Montague is a “good kid” with no prior record who maintains he was protesting peacefully, according to his attorney.
“He wasn’t one of the troublemakers,” Marinaro said.
Attorney Raymond Stout III, who represents Gessner, and attorney Andrew Cooper, representing Jones, could not immediately be reached for comment Monday.
The background: Upward of 300 people had congregated near the corner of West Chestnut and North Prince streets in Lancaster City on Sept. 13 to protest the fatal police shooting of Ricardo Munoz. Lancaster City’s police station is at 39 W. Chestnut St.

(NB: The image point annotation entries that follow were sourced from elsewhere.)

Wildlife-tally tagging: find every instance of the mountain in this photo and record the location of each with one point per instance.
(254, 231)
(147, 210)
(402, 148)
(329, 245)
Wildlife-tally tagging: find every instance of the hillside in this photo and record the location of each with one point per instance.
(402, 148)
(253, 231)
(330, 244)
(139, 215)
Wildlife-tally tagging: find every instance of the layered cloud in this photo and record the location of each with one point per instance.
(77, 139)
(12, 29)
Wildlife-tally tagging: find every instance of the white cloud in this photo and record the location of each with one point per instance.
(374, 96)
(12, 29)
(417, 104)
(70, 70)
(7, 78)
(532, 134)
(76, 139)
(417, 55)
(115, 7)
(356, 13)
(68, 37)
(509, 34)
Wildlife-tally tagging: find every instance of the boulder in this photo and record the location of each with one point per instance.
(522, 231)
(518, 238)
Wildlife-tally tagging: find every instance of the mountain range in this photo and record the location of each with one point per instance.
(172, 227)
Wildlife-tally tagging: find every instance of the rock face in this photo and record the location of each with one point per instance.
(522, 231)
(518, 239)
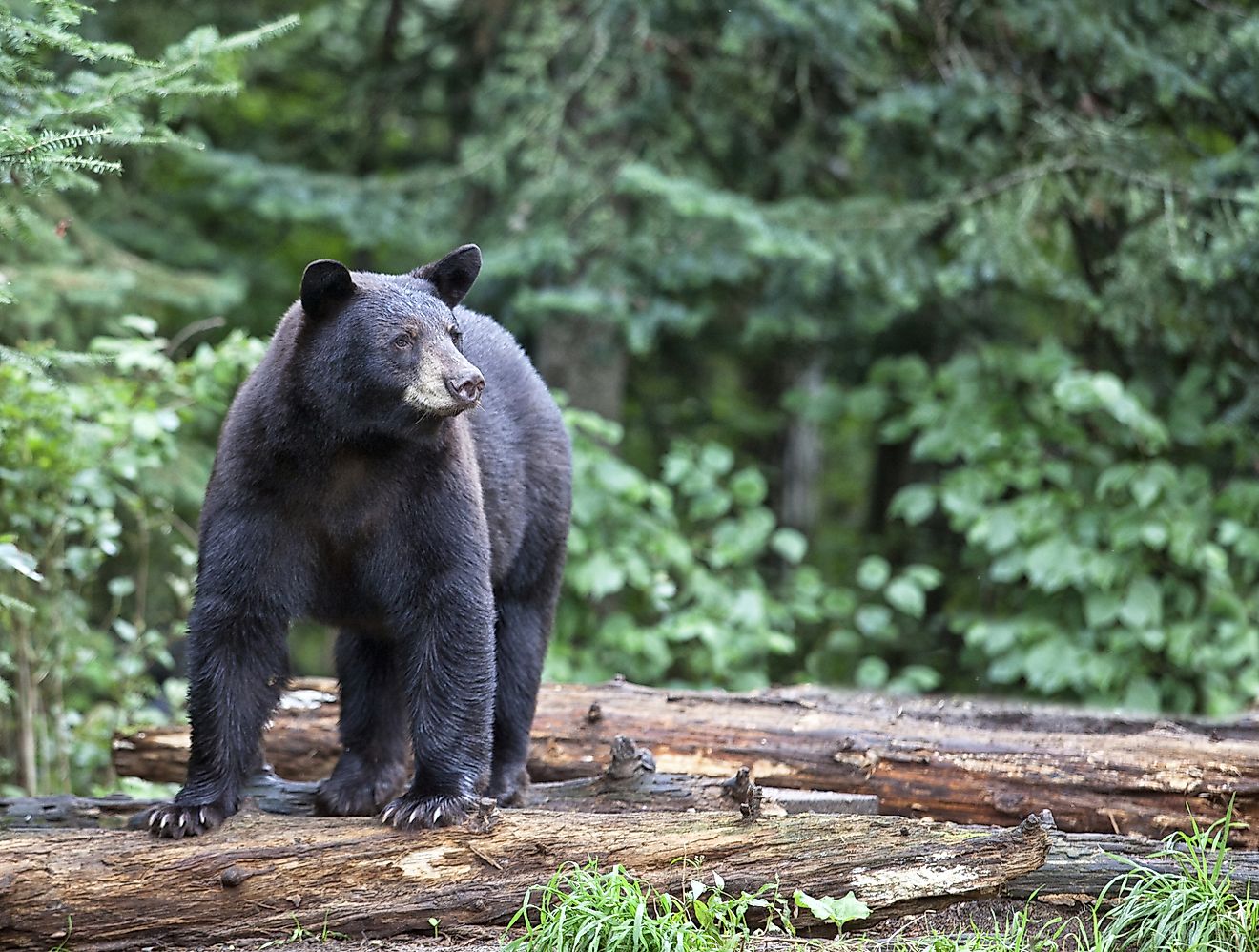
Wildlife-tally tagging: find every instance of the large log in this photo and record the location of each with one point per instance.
(962, 761)
(630, 782)
(1081, 865)
(247, 880)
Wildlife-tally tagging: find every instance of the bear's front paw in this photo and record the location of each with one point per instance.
(357, 790)
(416, 813)
(174, 821)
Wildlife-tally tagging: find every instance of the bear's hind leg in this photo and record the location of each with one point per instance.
(374, 730)
(526, 610)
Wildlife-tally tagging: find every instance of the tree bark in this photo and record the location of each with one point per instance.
(250, 880)
(960, 761)
(1081, 865)
(630, 782)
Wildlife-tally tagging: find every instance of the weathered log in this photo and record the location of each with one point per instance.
(629, 782)
(1081, 866)
(246, 880)
(960, 761)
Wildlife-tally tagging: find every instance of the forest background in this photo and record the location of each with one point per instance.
(911, 345)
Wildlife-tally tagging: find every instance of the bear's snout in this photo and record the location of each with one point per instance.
(466, 388)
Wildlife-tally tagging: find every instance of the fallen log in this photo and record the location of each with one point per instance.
(629, 782)
(962, 761)
(247, 880)
(1081, 865)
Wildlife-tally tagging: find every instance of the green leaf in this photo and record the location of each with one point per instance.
(790, 544)
(846, 908)
(914, 503)
(907, 596)
(1144, 606)
(874, 571)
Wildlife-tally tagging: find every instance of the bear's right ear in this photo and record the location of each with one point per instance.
(325, 283)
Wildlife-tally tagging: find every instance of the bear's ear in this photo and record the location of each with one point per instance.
(453, 275)
(325, 283)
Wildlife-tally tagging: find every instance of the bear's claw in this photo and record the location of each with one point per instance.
(412, 813)
(174, 821)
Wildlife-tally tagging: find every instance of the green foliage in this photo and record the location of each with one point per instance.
(977, 279)
(1194, 905)
(582, 909)
(1103, 554)
(99, 488)
(72, 106)
(668, 578)
(1019, 933)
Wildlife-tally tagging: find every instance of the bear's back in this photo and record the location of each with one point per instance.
(522, 445)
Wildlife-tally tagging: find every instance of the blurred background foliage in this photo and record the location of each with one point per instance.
(908, 344)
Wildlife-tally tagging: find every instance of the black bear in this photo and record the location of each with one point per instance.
(365, 481)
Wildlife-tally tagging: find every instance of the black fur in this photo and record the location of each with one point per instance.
(351, 486)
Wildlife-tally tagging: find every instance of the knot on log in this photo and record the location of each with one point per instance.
(1043, 820)
(738, 786)
(629, 759)
(485, 817)
(752, 805)
(235, 876)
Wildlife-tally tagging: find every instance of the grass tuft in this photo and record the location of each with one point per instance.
(1190, 908)
(582, 909)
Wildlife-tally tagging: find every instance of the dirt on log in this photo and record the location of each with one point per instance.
(962, 761)
(251, 878)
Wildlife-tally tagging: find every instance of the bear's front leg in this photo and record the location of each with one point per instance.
(374, 728)
(447, 642)
(237, 666)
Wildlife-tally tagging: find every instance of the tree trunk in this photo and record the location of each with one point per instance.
(630, 782)
(253, 877)
(962, 761)
(802, 453)
(1081, 865)
(585, 358)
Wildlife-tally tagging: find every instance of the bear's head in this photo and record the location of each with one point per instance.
(382, 351)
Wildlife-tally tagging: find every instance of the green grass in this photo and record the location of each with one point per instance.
(582, 909)
(1190, 905)
(1018, 935)
(1192, 908)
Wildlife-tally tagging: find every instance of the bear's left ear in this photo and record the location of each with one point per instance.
(325, 283)
(453, 275)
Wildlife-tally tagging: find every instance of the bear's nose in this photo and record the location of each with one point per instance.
(466, 388)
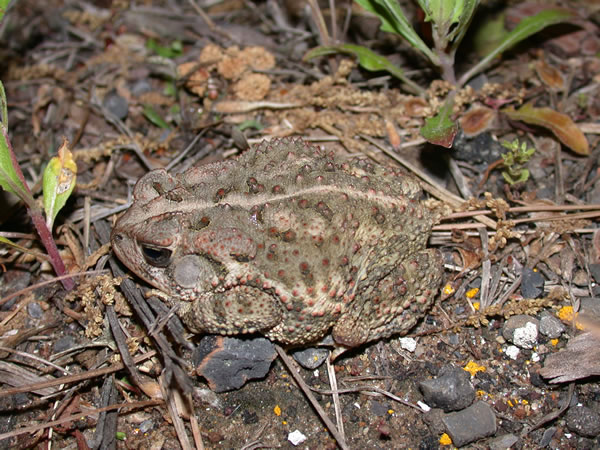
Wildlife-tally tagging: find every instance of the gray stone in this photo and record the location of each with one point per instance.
(584, 421)
(451, 390)
(503, 442)
(521, 330)
(551, 326)
(471, 424)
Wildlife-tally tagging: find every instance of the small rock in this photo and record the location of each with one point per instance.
(141, 86)
(296, 437)
(116, 104)
(512, 352)
(580, 278)
(471, 424)
(595, 272)
(584, 421)
(146, 426)
(503, 442)
(532, 283)
(34, 310)
(379, 408)
(433, 419)
(310, 358)
(521, 330)
(227, 362)
(482, 148)
(547, 437)
(408, 344)
(451, 390)
(550, 326)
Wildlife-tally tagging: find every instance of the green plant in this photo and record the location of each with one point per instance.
(514, 161)
(58, 182)
(450, 20)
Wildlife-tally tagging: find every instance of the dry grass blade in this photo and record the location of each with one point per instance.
(74, 417)
(311, 398)
(73, 378)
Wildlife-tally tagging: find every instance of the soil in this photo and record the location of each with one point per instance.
(140, 85)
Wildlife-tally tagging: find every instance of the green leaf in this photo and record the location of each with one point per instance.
(441, 129)
(173, 51)
(488, 33)
(394, 21)
(58, 182)
(9, 180)
(3, 8)
(250, 123)
(367, 59)
(22, 249)
(527, 27)
(153, 116)
(3, 106)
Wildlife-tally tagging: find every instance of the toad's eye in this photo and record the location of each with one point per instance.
(156, 256)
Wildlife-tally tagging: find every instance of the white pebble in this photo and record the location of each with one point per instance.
(296, 437)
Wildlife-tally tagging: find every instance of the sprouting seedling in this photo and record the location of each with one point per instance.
(58, 183)
(514, 161)
(450, 20)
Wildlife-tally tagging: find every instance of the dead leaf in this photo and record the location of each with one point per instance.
(560, 124)
(581, 359)
(550, 75)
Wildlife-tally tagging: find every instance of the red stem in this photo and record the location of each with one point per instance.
(39, 222)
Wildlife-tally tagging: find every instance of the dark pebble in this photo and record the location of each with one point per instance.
(116, 104)
(34, 310)
(470, 424)
(379, 408)
(482, 148)
(532, 283)
(451, 390)
(227, 362)
(503, 442)
(547, 437)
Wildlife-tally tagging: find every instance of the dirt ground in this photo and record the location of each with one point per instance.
(140, 85)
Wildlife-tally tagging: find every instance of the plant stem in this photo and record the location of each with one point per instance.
(50, 245)
(38, 221)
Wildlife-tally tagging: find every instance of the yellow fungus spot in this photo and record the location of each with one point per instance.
(445, 439)
(472, 367)
(566, 313)
(472, 292)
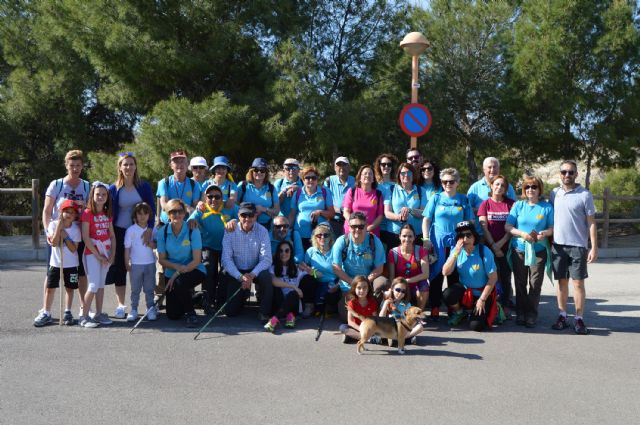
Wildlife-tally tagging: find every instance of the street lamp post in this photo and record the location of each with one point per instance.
(414, 44)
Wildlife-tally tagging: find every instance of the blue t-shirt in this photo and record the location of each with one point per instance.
(263, 197)
(187, 190)
(445, 212)
(479, 191)
(472, 271)
(305, 204)
(179, 248)
(338, 190)
(321, 262)
(280, 185)
(526, 218)
(293, 237)
(360, 260)
(212, 227)
(400, 198)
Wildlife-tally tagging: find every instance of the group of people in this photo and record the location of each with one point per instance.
(371, 244)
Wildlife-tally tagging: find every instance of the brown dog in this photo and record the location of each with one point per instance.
(388, 327)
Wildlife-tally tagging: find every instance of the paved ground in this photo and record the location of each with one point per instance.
(237, 374)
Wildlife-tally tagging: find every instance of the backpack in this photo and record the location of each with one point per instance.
(347, 240)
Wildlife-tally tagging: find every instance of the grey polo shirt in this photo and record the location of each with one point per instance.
(570, 212)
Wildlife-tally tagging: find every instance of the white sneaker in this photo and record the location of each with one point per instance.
(133, 315)
(121, 312)
(152, 314)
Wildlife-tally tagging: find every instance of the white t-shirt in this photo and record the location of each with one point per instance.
(60, 190)
(139, 253)
(70, 258)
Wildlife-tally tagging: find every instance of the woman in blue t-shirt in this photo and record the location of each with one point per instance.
(530, 221)
(475, 290)
(443, 212)
(259, 191)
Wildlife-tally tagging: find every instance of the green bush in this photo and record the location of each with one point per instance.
(621, 182)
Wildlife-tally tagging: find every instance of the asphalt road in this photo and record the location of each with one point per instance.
(238, 374)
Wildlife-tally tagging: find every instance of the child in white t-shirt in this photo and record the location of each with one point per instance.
(64, 234)
(140, 261)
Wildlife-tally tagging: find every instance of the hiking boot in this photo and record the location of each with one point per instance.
(42, 319)
(580, 328)
(290, 322)
(68, 319)
(271, 324)
(456, 317)
(561, 323)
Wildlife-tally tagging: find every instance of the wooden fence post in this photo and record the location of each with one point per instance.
(35, 209)
(605, 215)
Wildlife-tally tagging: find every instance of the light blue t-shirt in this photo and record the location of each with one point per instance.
(445, 212)
(282, 184)
(479, 191)
(526, 218)
(305, 204)
(400, 198)
(321, 262)
(360, 259)
(187, 190)
(212, 227)
(338, 189)
(263, 197)
(472, 271)
(293, 237)
(179, 248)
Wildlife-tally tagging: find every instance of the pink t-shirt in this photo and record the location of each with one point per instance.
(496, 213)
(368, 203)
(98, 226)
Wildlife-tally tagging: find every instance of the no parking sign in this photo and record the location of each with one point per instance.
(415, 120)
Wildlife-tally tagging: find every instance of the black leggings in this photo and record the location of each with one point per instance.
(179, 298)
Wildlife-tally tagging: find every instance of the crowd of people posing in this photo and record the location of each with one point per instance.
(371, 244)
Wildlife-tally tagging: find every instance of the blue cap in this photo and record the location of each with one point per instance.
(220, 160)
(259, 163)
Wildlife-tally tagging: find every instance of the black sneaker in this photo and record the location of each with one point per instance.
(561, 323)
(580, 328)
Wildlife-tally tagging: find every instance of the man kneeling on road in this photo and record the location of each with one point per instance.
(246, 258)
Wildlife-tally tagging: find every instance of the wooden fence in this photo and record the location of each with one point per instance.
(34, 190)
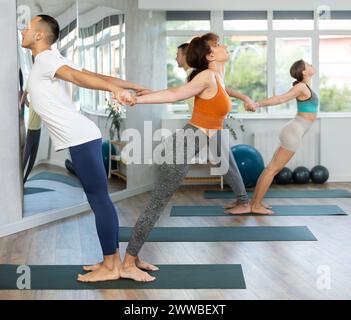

Protesters blocked traffic, “threw bricks, rocks, glass bottles (and) plastic water bottles at the officers and police station building,” charging documents allege.
The glass on the station’s front door was broken out, as was a large window in the media room, police allege. The windows of an unmarked Lancaster County detective vehicle also were smashed, police said, adding estimated damage for all the broken windows is $6,000.
About 2:30 a.m. Sept. 14, “subjects in the crowd stacked a pile of debris in the middle of the intersection” that included signs and a dumpster, then lit the pile on fire, documents allege.
Officers witnessed all three of them “throwing listed items at police, failing to disperse when ordered, and/or adding items to the fire in the street,” documents allege.
Fatal police shooting: The protests were over the shooting death by police of the 27-year-old Munoz, whose sister had called authorities in hopes of having him involuntarily committed for mental-health treatment, The Associated Press has reported.
Lancaster Police have made public the officer’s body camera video. It shows Munoz approaching the officer with a knife in what appears to be a menacing manner before the officer shot and killed him.
Police said it happened about 4:15 p.m. Sept. 13 in the 300 block of Laurel Street and that Munoz’s sister reported he was becoming aggressive with his mother and trying to break into her home.
Munoz had been out on bail, awaiting trial for allegations he stabbed four people last year, including a teenage boy who was stabbed in the face, the AP reported.